Emboldened by the interpretation of the butler’s dream, the chief baker described his as well. Unfortunately, the interpretation of it was that the baker would be hanged about the same time the butler got his job back. He probably wished he hadn’t asked.

“And it came to pass the third day, which was Pharaoh's birthday, that he made a feast unto all his servants: and he lifted up the head of the chief butler and of the chief baker among his servants. And he restored the chief butler unto his butlership again; and he gave the cup into Pharaoh's hand: But he hanged the chief baker: as Joseph had interpreted to them. Yet did not the chief butler remember Joseph, but forgat him.” (Genesis 40:20-23)

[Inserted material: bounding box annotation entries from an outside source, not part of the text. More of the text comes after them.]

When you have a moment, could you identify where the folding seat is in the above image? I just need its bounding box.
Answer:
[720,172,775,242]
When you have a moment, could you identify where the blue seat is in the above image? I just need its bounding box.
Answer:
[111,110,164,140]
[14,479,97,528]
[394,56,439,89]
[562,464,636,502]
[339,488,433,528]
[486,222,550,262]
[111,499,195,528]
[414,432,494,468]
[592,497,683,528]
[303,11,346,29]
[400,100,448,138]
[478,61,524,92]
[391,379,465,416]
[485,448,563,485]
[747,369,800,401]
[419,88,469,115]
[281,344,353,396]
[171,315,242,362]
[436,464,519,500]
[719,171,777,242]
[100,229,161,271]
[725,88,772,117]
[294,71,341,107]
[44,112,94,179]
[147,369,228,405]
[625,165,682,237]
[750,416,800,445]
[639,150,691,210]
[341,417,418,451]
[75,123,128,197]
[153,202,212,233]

The test of a prophet, or prophecy is whether it comes to pass. Most frauds try to be unspecific enough that they can not be pinned down. Joseph’s interpretation was very specific, both as to the event, and the timing, as well as which would live and which would die.. Both were fulfilled, making it clear they were from God.

Eager to put his memories of prison behind him, the butler promptly forgot about Joseph’s request. It was probably pretty discouraging and humbling to Joseph to realize that no one was concerned about his plight, since he’d always had whatever he wanted.